EPISODE 5 : 25°C (#4)

1.2K 206 85
                                        

Ce n'est pas que Cyanne ne fait pas confiance à Madeleine pour prendre en charge le cœur brisé d'une adolescente. C'est plutôt qu'elle ne fait pas confiance à Madeleine pour prendre en charge le cœur brisé d'une adolescente.

Cyanne suit le duo dans la forêt sans mot dire, le chat sautille dans son ombre. Entre les buissons sauvages, les pins, un sentier a été tracé par les pas des hommes. Madeleine évolue entre les arbres comme une fée. Sa longue jupe aux motifs psychédéliques se drape sur les ronces, et pourtant, elle ne s'accroche jamais aux épines. Aujourd'hui, ses cheveux blonds – blancs – sont lâchés. Ils remuent dans son dos au gré de ses pas. Dans ce décor de brun et de vert sapin, Madeleine et ses couleurs criardes détonnent. Comme un animal vénéneux, elle semble dire au prédateur : « Mange-moi, je t'empoisonne. » À ses côtés, la petite Danaé – ou Siloë ? L'une des deux, Cyanne a oublié qui est qui – avance prudemment.

La chaussure de Cyanne écrabouille une brindille. Le craquement du bois fait dresser les oreilles du chat. Cyanne et lui se regardent, d'un signe de tête agressif, elle lui adresse mentalement : « Qu'est-ce que tu veux, toi ? »

On n'est plus très loin, affirme Madeleine.

Les trois filles prennent un tournant et quittent le sentier balisé. Entre les troncs, des indices de présence humaine clairsement le paysage. Les mêmes que Cyanne a remarqué lors de sa première entrée dans la clairière : un miroir qui reflète les rayons du soleil, un cierge planté dans l'humus, un linge pendu à une branche. Une cabane en bois sauvage apparaît. La bâtisse ressemble à une chaumière de sorcière, avec la cheminée en tôle biscornue et le chaudron bouillonnant à l'entrée.

Madeleine y invite les filles. Quand elle pousse la porte, les odeurs d'herbes séchées font tourner la tête de Cyanne. L'intérieur de la cabane est minuscule et encombré. L'endroit sert de cabinet de curiosités. Sur les étagères, les livres gondolés par l'humidité côtoient des bocaux de conserves et des pots de confiture. Suspendue au plafond, devant la seule fenêtre, des bouquets de thym et de sauge se dorent la pilule. Dans le fond, il y a un établi qui a disparu sous les bibelots : cristaux, pierres, cartes de tarot égarées. Quelques tubes à essai et erlenmeyers, salis par des traces de doigts et de calcaire, recueillent des liquides noirs, saumâtres. Cyanne vient de pénétrer dans un véritable atelier de sorcière – ou bien dans le fantasme d'une femme atteinte de syllogomanie.

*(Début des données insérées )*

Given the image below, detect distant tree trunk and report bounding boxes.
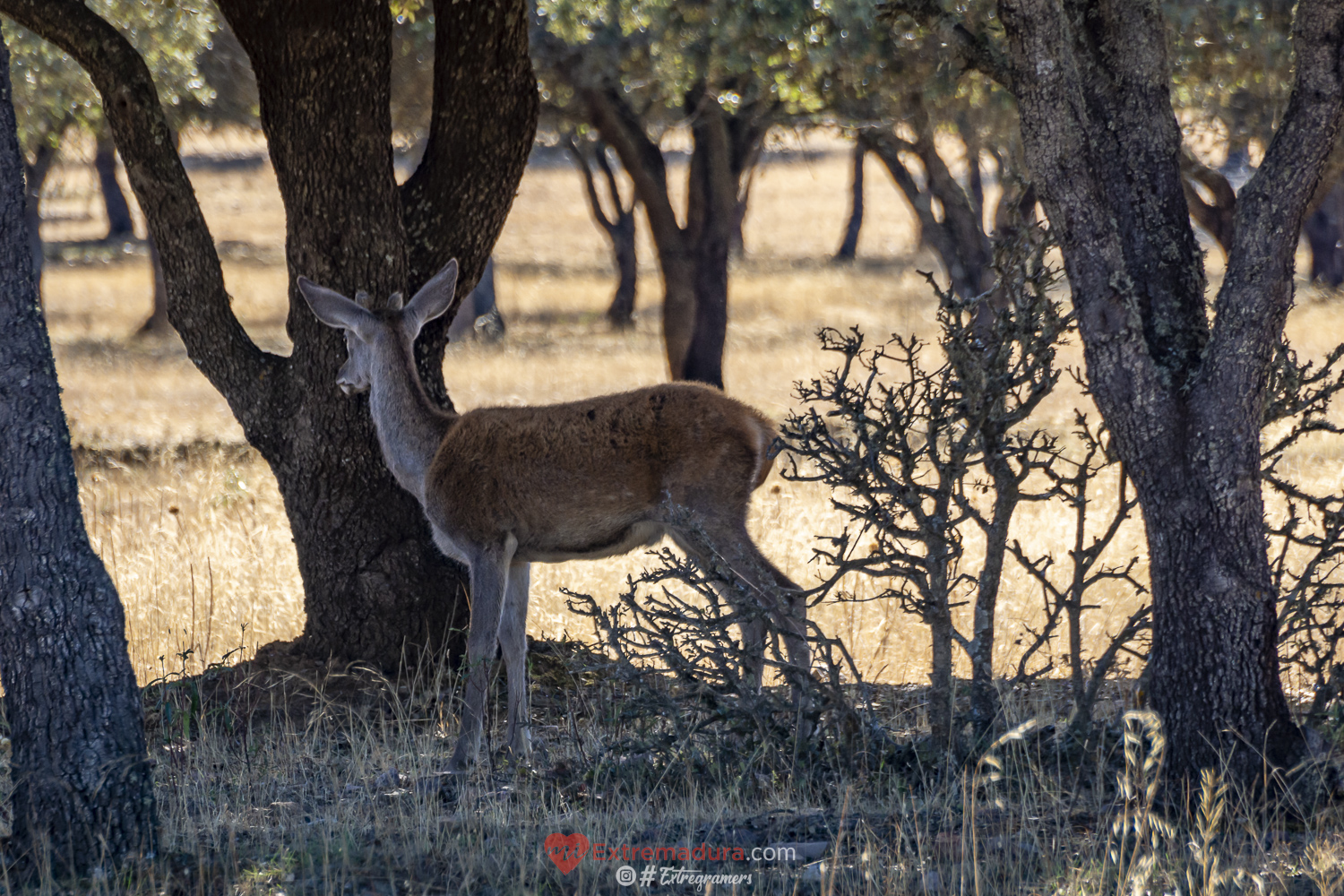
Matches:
[9,0,538,668]
[996,0,1344,788]
[1180,151,1236,255]
[567,137,639,329]
[868,95,995,298]
[1303,174,1344,289]
[832,135,868,262]
[0,31,156,874]
[23,141,56,291]
[93,125,136,242]
[582,84,766,388]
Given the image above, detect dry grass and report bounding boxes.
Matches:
[23,129,1344,896]
[43,129,1139,681]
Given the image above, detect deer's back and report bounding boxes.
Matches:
[425,383,774,551]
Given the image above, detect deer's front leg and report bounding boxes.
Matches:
[449,536,518,771]
[500,563,532,761]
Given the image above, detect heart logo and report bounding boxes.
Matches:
[543,834,589,874]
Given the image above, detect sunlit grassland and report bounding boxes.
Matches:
[43,127,1344,683]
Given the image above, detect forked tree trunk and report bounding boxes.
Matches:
[93,125,136,242]
[582,86,766,388]
[996,0,1344,786]
[833,134,868,262]
[0,0,538,667]
[0,40,156,876]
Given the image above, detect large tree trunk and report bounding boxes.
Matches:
[999,0,1344,785]
[1303,174,1344,289]
[832,134,868,262]
[567,137,640,329]
[0,0,538,667]
[93,126,136,242]
[0,40,156,874]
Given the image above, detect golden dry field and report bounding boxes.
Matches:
[42,133,1344,698]
[29,125,1344,896]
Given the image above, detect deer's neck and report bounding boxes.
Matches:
[368,338,457,504]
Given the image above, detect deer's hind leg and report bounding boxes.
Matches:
[500,563,532,759]
[449,536,526,771]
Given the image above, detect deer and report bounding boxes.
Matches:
[298,259,811,772]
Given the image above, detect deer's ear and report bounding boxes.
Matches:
[298,277,375,337]
[405,258,457,334]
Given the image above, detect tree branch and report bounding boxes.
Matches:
[1201,0,1344,411]
[564,134,621,234]
[401,0,540,401]
[582,89,685,251]
[1180,151,1236,255]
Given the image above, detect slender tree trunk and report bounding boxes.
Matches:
[0,0,538,668]
[0,40,156,874]
[871,119,995,298]
[927,572,957,755]
[93,126,136,242]
[569,137,639,329]
[970,467,1019,745]
[833,135,868,262]
[23,142,56,291]
[1303,181,1344,289]
[583,87,763,388]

Je vais te donner quelque chose, Siloë.

Elle s'appelle Siloë.

Cette dernière dévisage Cyanne avec confusion. Elle ne réagit pas, curieuse de voir jusqu'où les fantaisies de Madeleine courent. Le chat se frotte à sa jambe, avant de grimper sur un guéridon. Sa queue bat l'air, mais ne touche jamais un objet. C'est là que réside la véritable magie.

Madeleine ouvre les portes d'un buffet et révèle des étagères remplies de flacons. Cyanne reconnaît des algues séchées sur une rangée du bas. Chaque fiole est étiquetée du nom de l'espèce. Les doigts filiformes de Madeleine s'emparent d'une petite bouteille en verre, un liquide rosé luit à la lueur du soleil. Elle l'agite, ouvre son bouchon et sent l'intérieur.

C'est ça, chuchote-t-elle.

Elle le tend à Siloë. La fille le saisit d'une main hésitante.

Une goutte, dans le café du garçon. Plus de problème.

Cyanne écarquille les yeux et arrache le flacon des mains de Siloë.

Qu'est-ce que tu racontes ? Tu n'es quand même pas en train de la pousser à assassiner quelqu'un.

Madeleine reprend la bouteille, et la remet de nouveau à Siloë.